L’autore, attraverso l’esperienza di una visita guidata alla centrale, ricostruisce i dettagli di natura tecnica dell’impianto, ripercorre il secolare lavoro degli abitanti prima della famigerata data e riporta alla memoria la morte di migliaia di persone.

Mi affaccio alla base della diga, osservo la stretta forra e, in fondo, la valle del Piave, ma è guardando in alto che rimango senza fiato: sopra di me si erge il più grande muro che potessi immaginare…La vita di chi ha vissuto il Vajont è costituita da un prima e un dopo. Qui, alla base della diga, nel mezzo di venti metri di calcestruzzo, non possono arrivare nemmeno le radiazioni di un’esplosione nucleare, ma la la voce dei racconti, quella sì.

Recensione

Il saldatore del Vajont è l’autore stesso. In un fluire, uno spostarsi dal presente – la visita alla centrale – al passato, con la tragedia paventata e avvenuta, il libro si fa cronaca di vita.
Se le varie informazioni tecniche hanno fermato il ritmo della mia lettura, posso attribuirlo solo alla mia incompetenza.
L’avvicendarsi dei vari passaggi temporali è accompagnato con maestria, le varie testimonianze e il sentire dell’autore sono sostenuti da una passione dolorosa e prorompente.

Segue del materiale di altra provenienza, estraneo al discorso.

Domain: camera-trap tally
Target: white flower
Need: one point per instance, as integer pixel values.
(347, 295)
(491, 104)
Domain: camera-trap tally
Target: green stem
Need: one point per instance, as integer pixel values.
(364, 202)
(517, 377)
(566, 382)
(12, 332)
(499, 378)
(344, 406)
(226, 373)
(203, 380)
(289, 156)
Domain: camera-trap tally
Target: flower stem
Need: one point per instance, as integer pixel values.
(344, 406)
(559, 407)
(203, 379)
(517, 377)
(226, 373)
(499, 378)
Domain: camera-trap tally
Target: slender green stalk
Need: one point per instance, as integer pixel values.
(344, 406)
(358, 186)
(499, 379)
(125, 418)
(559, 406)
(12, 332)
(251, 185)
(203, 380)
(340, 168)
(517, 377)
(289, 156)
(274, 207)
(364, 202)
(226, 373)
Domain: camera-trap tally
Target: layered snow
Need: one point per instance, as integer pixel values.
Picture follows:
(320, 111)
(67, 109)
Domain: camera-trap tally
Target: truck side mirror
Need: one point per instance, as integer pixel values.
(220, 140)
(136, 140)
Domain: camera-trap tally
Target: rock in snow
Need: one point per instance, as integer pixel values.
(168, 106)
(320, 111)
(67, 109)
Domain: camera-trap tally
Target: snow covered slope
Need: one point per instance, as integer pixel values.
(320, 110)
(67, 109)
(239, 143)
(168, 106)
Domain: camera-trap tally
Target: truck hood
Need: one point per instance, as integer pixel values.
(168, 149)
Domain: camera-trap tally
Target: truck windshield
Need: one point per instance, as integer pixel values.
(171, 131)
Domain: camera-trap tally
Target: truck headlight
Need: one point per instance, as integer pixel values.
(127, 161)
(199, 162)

Quella terra, vera e propria benedizione, fonte di nutrimento per gli abitanti, ora è solo materiale rivoltato. Proprio sopra la via degli zattieri – i marinai di fiume – che portavano le imbarcazioni di tronchi cariche di prodotti dalle montagne alla laguna veneta si ritenne di edificare il paradiso dell’energia elettrica. Più si elevava il livello dell’acqua più si creavano scompensi nelle rocce ancorate alla montagna. Non servirono le denunce della giornalista Tina Merlin – fu processata ed assolta – che, sul quotidiano l’Unità, raccolse la rabbia della popolazione tanto da essere denunciata per diffusione di notizie false, capaci di turbare l’ordine pubblico.
In una notte del 1963 tutto precipitò provocando una devastazione immane: il materiale caduto nel fondo del lago con la veemenza di una bomba sospinse in alto acqua e materiale. Non rimase un filo d’erba nella piana sottostante, solo detriti. I soccorritori videro

qualcosa che è rimasto per molto tempo nei loro sogni: persone nude incastrate negli alberi in un orrido spettacolo perché sempre dagli alberi si erano colti frutti prelibati.

Non è solamente una tragedia localizzata quella del Vajont. Ne rischiamo le conseguenze ogni volta che il potere tracotante banalizza la saggezza, il buon senso. Ed ecco l’importanza di ricordare.

La memoria è come un lavoro, una specie di fragile costruzione che cammina sulle parole e sull’esempio delle persone. E come le persone teme il vento gelido degli anni che passano.